Wednesday, 30 September 2015

Why Wrap/Bridge/Tunnel CRM web services?

The layer called Wrap/Bridge/Tunnel and web service layer that I always built and I’m advising do to so to be used for CRM contains a proxy to help the development with some methods pre-create like get guids for certain accounts, validation on security rules, how the account should be inserted, what type of validation should be using, integration, in resume all the Business Logic will be built on this layer.

The reason for this?

1.      We can separate what is black and white in terms of  solutions and to know what will call what.
2.      We can block any attempted to crush the CRM, because any call will use this layer will be stopped before reach the CRM and this will not allow to permit bad data to be written to the system. For this reason, it would be bad to expose it to untrusted clients/apps/services.
3.      We can put application-level security over the services layer
4.      We can get re-use of the business rule validations in the middle-tier.
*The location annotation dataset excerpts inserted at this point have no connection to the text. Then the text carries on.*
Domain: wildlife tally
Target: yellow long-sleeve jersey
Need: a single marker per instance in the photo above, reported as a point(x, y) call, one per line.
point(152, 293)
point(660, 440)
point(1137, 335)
Exposing a simple API for CRUD operations can also be achieved by directly connecting to the other database server (except CRM), so a web service layer over the top of this we can tunnel it through most firewalls.

While we could in theory expose CRUD operations through the CRM web service, there are some fairly good reasons not to do this and relatively little benefit to doing so.

When we develop an application that uses the Microsoft Dynamics CRM server, we use Web services to communicate with the underlying xRM platform layer. Microsoft Dynamics CRM uses a metadata driven architecture to provide the flexibility to create custom entities and additional system entity attributes and also to make upgrades and enable transportation of solutions easier. This allows for changes in the data structure without requiring any change to code in Microsoft Dynamics CRM.

The xRM platform does not impose business-specific logic. This layer imposes only generic constraints such as security. It contains the building blocks for an application, but by itself is nothing more than a collection of related objects. However, the interaction between those objects is used to implement more extensible logic such as the quote-to-order-to-invoice processing and pricing logic.

The xRM platform also controls access to data through security, controls access to the database, and raises events for workflow processes and custom business logic implementations (plug-ins). The platform layer provides for both incoming and outgoing email processing through Microsoft Exchange Server.